The photographer using a Victorian process to picture Scotland
- Published
Alex Boyd is using a photographic process developed by the Victorians more than 170 years ago to create images of Scotland and Ireland.
The artist, who was born in Germany and raised in Ayrshire, came across collodion glass plate photography while working at museums in Dumfries and the Hebrides.
The old photographs inspired him to find out how they were made so he could help conserve the museums' images, and make his own.
The process is technically demanding and involves exposing a sheet of glass coated in a mixture of chemicals to make a picture.
Alex says: "When you see those pictures of the old west in America they were made in that exact same way."
Over the last 10 years, Alex has used the process to photograph Scottish and Irish landscapes.
He says: "I trained myself over six or seven months, often in awful weather, dragging the gear up hills in backpacks to see what I could do.
"This was when I was in my 20s and I just had this bloody-minded attitude that I was going to take these chemicals and cameras up hills and drag them over moors to make pictures."
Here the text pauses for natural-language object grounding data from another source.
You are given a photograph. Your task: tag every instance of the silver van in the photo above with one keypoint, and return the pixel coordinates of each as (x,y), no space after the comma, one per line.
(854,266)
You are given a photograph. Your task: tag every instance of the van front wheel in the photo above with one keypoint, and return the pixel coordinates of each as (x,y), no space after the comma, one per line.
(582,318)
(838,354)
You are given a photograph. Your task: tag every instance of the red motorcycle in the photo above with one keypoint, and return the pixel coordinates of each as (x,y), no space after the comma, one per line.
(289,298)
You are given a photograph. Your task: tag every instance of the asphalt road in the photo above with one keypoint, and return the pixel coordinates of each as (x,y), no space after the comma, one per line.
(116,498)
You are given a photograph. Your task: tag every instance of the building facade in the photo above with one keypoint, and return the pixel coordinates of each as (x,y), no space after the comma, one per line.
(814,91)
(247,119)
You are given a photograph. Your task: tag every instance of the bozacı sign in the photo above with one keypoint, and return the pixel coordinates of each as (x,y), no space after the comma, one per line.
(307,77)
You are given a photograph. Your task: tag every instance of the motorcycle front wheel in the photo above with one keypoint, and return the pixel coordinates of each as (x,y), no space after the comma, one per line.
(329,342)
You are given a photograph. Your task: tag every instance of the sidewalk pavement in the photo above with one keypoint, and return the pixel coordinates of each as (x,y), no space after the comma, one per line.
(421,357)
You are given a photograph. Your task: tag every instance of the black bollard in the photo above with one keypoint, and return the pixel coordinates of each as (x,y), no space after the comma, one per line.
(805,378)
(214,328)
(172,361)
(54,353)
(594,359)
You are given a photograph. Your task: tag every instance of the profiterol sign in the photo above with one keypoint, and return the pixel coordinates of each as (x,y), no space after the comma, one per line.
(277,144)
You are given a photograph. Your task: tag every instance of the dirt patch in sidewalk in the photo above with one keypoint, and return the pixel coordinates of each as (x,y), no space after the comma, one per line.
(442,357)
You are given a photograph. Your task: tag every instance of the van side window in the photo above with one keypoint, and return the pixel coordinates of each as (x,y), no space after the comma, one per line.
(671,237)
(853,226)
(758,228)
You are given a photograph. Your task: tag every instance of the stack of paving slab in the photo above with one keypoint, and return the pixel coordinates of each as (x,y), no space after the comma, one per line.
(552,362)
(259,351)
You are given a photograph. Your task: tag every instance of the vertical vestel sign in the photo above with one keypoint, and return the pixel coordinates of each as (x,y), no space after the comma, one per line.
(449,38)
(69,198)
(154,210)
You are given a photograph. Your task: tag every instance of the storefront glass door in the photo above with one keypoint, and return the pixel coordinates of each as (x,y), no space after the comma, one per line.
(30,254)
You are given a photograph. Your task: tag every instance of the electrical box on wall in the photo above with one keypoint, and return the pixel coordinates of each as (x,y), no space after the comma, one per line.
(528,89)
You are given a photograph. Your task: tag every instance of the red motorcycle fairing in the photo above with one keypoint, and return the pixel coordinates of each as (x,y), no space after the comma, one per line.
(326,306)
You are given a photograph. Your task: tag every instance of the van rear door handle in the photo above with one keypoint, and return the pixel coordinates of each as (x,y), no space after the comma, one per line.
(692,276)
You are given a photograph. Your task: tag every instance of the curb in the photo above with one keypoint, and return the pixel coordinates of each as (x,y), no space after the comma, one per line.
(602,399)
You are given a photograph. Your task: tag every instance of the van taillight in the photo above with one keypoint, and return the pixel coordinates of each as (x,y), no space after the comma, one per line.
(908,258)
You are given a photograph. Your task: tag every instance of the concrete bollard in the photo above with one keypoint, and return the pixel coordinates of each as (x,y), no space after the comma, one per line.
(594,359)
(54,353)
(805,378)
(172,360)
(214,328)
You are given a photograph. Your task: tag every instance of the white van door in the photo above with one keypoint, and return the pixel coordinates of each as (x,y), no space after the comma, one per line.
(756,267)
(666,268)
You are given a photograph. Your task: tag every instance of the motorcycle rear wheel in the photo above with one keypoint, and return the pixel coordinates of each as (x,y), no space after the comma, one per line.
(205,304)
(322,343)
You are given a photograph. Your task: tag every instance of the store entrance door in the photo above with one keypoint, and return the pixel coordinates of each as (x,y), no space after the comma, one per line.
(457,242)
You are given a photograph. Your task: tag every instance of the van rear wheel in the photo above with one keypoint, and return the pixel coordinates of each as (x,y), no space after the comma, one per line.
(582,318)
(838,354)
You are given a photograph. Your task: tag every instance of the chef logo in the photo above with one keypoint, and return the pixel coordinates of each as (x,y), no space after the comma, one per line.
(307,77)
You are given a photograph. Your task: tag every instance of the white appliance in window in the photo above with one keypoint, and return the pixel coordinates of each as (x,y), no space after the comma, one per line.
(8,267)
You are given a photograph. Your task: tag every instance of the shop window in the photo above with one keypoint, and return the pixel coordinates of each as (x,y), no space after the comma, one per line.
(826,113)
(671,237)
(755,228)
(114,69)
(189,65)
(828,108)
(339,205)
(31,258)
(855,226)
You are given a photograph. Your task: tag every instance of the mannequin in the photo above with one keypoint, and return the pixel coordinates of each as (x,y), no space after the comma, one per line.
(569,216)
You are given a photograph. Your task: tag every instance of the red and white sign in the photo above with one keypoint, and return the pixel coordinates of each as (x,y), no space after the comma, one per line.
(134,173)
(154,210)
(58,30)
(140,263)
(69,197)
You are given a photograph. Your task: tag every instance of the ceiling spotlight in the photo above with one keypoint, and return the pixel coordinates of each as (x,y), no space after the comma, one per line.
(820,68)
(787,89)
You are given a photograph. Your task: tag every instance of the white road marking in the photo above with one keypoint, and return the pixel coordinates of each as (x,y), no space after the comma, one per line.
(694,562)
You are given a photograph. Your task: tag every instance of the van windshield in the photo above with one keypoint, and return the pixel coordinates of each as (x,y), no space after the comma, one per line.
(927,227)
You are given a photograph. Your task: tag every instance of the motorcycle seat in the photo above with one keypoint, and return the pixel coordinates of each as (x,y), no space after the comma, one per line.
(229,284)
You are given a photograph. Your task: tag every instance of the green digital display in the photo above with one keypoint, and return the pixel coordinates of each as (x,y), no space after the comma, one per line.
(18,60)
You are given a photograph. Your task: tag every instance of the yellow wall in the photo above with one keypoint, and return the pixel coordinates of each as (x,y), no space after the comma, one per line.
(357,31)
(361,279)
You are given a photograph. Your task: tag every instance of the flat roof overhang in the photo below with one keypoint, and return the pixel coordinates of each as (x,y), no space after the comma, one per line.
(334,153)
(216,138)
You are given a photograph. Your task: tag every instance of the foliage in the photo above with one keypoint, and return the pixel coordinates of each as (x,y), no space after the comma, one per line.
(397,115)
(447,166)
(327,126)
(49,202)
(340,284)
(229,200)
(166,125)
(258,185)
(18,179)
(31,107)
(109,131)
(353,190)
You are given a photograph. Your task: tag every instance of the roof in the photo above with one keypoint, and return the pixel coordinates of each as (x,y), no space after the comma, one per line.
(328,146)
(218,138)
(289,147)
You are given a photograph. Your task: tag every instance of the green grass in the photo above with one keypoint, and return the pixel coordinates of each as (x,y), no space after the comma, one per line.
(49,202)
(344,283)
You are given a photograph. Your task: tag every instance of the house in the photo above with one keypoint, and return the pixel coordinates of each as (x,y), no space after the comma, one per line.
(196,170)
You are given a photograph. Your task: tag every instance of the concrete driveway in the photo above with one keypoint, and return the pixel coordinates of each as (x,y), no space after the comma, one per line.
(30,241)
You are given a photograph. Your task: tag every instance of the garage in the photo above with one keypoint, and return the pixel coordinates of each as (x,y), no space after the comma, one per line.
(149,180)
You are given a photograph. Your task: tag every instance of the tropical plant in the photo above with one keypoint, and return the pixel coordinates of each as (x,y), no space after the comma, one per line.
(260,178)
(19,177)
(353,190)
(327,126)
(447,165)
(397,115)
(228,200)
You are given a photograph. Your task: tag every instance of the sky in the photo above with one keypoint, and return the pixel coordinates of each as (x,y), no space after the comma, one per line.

His early work led to the offer from Ballinglen Arts Foundation of a three-month residency on the west coast of Ireland to help him further hone his skills.
Alex says this focus on photography helped him through a period of depression.
"Like a lot of young men there is all this forward motion when you are younger and then you get to your late 20s and wonder what you are doing," he says.
"I come from a working class background and to be offered this residency just hit me. It was imposter syndrome - why should I get this chance?"
Alex's experience of depression has led him to fundraise for mental health charities, including through the publication of a book with Australian musician Nick Cave.
It features pictures of Skye and Cave's song lyrics translated into Gaelic.
Following his work in Ireland, Alex was offered a Royal Scottish Academy residency in Skye.
His photography on the island include images made from Sgurr na Stri and Bruach na Frithe in Skye's Cuillin hills.
Locations in the Highlands, Ayrshire and the Western Isles have also been the focus of Alex's work, with his wife and his Royal Marine commando brother helping with the hard work of lugging heavy camera gear into the different landscapes.
He says: "Developing and making pictures in the landscape is kind of incredible because the pictures very much react to the landscape itself.
"I have made images in Glen Etive which have midgies stuck in them because the collodion is like syrup. Other images have bits of grass stuck to them."
Alex's collodion photographs from the last 10 years have been published in a new book, The Point of Deliverance.